Hanna hated to think it, but Ali having a helper made a lot of sense. It also fit that Noel was that person—for a lot of different reasons. At the beginning of sixth grade, when Real Ali was still around and Hanna was still a loserish nothing, her BFF was Scott Chin. Scott was out of the closet even then, and he had a raging crush on Noel and was always jealous of his girlfriends. “What does he see in Alison DiLaurentis?” he whined at lunch one day when he spied Ali and Noel giggling at the cool table. “She’s such a butter face. Everything about her is pretty . . . but her face.”

Hanna rolled her eyes. “She’s not a butter face.” Alison was the most beautiful girl ever. She’d modeled at the King James Mall spring and fall runway shows, and rumor had it she’d even been tapped by a big agency in New York City.

“Oh please, yes, she is.” Scott’s eyebrows, which Hanna suspected he plucked, knitted together. “I wonder if Noel has to close his eyes when he makes out with her.”

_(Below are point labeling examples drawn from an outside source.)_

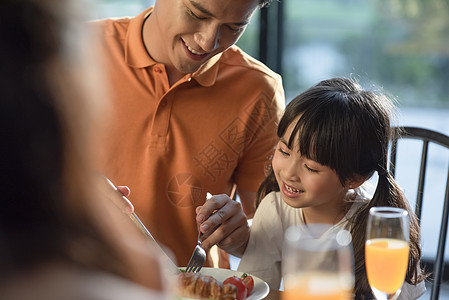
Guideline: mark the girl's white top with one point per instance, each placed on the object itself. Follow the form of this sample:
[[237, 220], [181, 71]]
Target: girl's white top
[[263, 255]]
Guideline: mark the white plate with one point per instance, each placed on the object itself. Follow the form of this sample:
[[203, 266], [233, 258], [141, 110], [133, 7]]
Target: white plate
[[261, 288]]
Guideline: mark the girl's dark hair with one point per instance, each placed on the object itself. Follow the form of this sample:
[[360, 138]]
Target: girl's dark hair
[[348, 129]]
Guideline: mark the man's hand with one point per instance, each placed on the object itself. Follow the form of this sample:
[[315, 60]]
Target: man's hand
[[223, 222]]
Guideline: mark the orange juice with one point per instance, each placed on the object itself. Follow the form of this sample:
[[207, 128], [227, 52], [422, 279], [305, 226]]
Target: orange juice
[[316, 286], [386, 263]]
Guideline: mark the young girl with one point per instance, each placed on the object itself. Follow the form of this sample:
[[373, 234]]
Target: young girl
[[332, 138]]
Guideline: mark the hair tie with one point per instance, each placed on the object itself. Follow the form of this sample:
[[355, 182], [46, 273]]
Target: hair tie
[[382, 172]]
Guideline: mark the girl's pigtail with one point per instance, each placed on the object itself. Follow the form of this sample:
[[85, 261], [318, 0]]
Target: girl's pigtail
[[387, 193]]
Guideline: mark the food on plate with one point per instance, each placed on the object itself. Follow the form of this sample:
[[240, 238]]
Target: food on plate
[[241, 288], [199, 286], [196, 285]]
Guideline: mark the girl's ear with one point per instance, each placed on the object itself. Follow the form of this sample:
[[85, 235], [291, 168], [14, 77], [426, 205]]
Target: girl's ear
[[355, 182]]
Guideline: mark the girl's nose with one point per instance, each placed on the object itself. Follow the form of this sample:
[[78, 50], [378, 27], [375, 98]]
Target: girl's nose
[[291, 171], [208, 38]]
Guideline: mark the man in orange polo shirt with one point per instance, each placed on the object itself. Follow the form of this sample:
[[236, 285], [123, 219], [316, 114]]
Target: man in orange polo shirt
[[191, 113]]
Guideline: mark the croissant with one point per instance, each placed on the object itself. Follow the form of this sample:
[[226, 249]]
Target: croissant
[[198, 286]]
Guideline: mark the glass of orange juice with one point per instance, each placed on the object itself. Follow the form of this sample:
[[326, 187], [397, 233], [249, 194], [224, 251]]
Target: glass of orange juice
[[317, 263], [386, 251]]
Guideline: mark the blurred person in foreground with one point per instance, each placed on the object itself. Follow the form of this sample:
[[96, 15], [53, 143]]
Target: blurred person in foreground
[[59, 237], [192, 113]]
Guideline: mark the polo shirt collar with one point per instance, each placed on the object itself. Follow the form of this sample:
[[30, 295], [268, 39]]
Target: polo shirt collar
[[137, 56]]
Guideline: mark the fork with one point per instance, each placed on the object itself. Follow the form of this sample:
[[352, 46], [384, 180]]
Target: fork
[[198, 258]]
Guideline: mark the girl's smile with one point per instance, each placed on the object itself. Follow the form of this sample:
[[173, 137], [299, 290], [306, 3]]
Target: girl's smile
[[304, 183]]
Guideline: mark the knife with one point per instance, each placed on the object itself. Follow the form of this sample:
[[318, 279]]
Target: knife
[[126, 206]]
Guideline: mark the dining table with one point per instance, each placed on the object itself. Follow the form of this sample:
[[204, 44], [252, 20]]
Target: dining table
[[274, 295]]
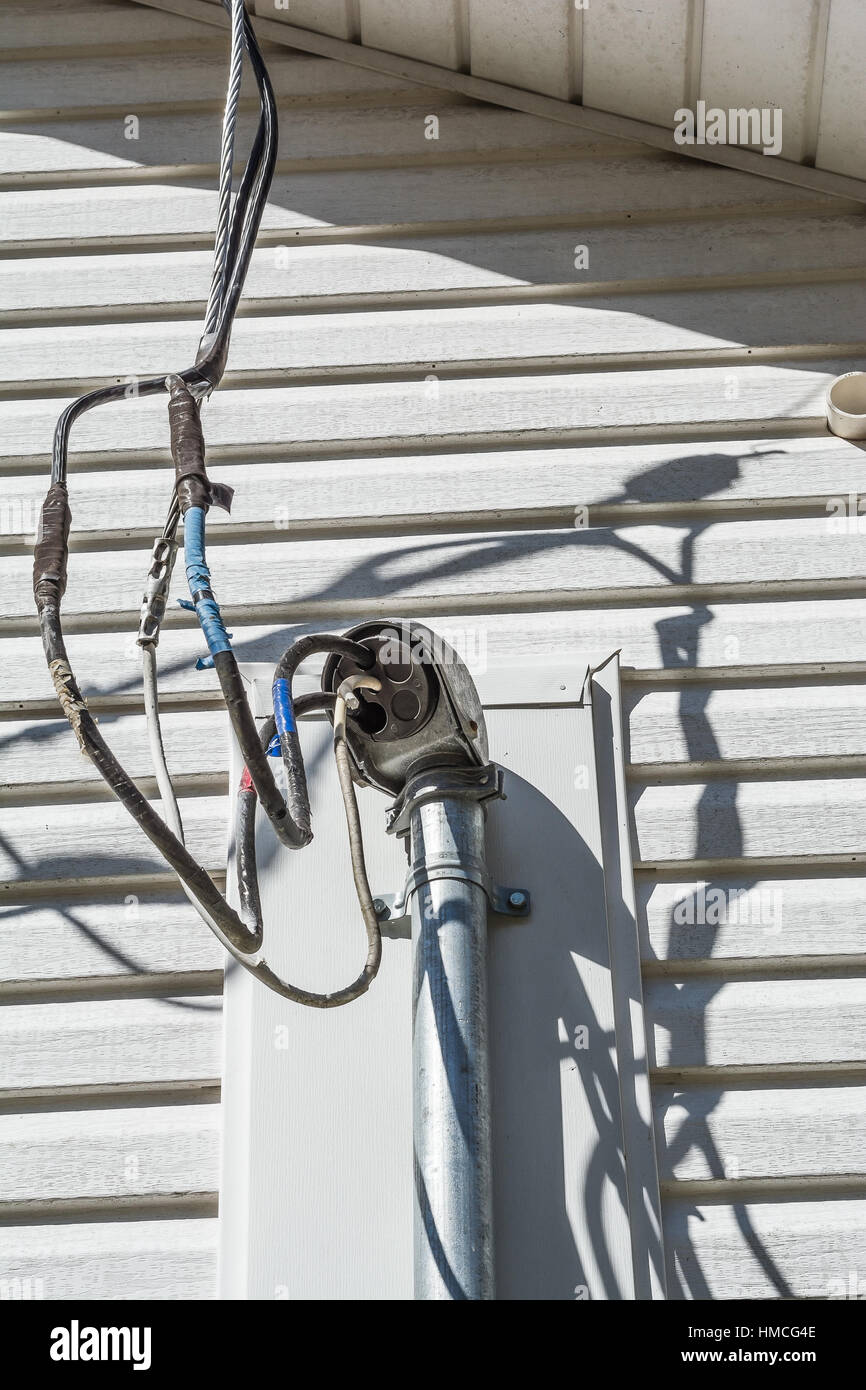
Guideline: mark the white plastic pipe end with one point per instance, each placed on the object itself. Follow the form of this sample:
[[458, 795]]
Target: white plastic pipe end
[[847, 405]]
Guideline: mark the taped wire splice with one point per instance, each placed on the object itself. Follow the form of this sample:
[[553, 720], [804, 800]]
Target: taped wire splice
[[198, 576]]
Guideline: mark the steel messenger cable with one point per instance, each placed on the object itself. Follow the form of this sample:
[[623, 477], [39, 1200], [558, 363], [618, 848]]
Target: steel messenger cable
[[242, 934]]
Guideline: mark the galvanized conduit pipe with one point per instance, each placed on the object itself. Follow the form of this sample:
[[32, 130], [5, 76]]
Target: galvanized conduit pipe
[[453, 1233]]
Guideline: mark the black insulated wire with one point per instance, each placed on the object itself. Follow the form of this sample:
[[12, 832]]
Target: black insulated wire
[[242, 938]]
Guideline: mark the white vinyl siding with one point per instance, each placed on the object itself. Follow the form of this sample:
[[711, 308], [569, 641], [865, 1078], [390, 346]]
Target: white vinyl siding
[[421, 398]]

Hanna lowered her PB&J. “Do you think they actually make out?” Kissing was still exotic to her. She couldn’t believe kids her age were doing it.

“Oh, yeah.” Scott had nodded. “I saw them doing it in the woods behind the playground.”

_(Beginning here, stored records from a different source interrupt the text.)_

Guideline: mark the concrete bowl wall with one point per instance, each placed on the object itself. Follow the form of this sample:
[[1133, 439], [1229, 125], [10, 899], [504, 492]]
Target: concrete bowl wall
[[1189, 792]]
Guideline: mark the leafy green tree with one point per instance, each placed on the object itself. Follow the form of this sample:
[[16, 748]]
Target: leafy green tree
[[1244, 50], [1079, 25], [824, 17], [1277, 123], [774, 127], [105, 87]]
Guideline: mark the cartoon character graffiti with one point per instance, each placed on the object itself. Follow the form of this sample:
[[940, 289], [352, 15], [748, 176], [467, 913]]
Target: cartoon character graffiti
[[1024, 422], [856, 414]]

Sighing, Hanna returned to the present and pushed through the double doors. Instantly, the familiar odor of gauze, antiseptic, and something that could only be described as burnt skin hit her like a tidal wave. She looked around, taking in the fake flowers on the tables and the patient art on the walls. Everything was the same as the last time she’d been here, down to the peppermints in the dish on the front desk. She remembered, suddenly, running into Mona in this lobby. Mona had acted all weird and cagey about why she was there, not admitting she was getting treatment for the burns from the prank-gone-wrong that Ali, Hanna, and the others had played on Toby Cavanaugh. In all the time they’d been friends, Hanna had never known Mona had been at the Cavanaughs that night, watching Ali shoot that firework into the tree house, witnessing Jenna getting blinded, maybe even hearing the fight Ali and Toby had afterward. Of course, Mona’s silence had been intentional.